Botafogo aus Rio de Janeiro steht sportlich und finanziell vor dem Kollaps. Für die Rettung des traditionsreichen Klubs soll nun ausgerechnet der 35-jährige Ex-Herthaner Salomon Kalou sorgen.
Es ist ein Bild mit Symbolcharakter: Salomon Kalou (35) und Keisuke Honda (34) entbieten einander den „Corona-Handshake“: Faust an Faust. Hinter den beiden, an einer Hauswand: ein leicht verblasstes Mural, das Garrincha zeigt, den fraglos besten Spieler, den Botafogo jemals hervorgebracht hat. Garrincha aber ist längst Vergangenheit. Er ruht auf einem Friedhof in Magé vor den Toren Rios. Kalou und Honda sollen die Zukunft sein – falls Botafogo, der Abstiegskandidat vom Zuckerhut, überhaupt noch eine Zukunft hat.

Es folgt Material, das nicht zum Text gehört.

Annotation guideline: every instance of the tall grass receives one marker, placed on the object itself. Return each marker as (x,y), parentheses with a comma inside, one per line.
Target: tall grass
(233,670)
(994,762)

Früher, ja früher, da war man noch wer: Das Duell zwischen Botafogo und Fluminense heißt in Rio schlicht „Classico Vovo“ (Opa-Klassiker), weil es das älteste Derby der Stadt ist. Ursprünglich als Ruderclub gegründet, war Botafogo de Futebol e Regatas immerhin 21-mal Fußball-Regionalmeister von Rio und zweimal brasilianischer Meister (zuletzt 1995). Neben dem zweifachen Weltmeister Garrincha (1958 und 62) trugen unzählige weitere Zauberer wie Leonidas, Nilton Santos, Mario Zagallo, Jairzinho oder Alemao das schwarz-weiße Sternwappen auf der Brust. Der größte Star im Botafogo-Trikot aber war Donald Duck. Viele Jahre watschelte der Comic-Held als (in)offizielles Vereinsmaskottchen durchs Stadion, bis der Disney-Konzern plötzlich Lizenzgebühren verlangte.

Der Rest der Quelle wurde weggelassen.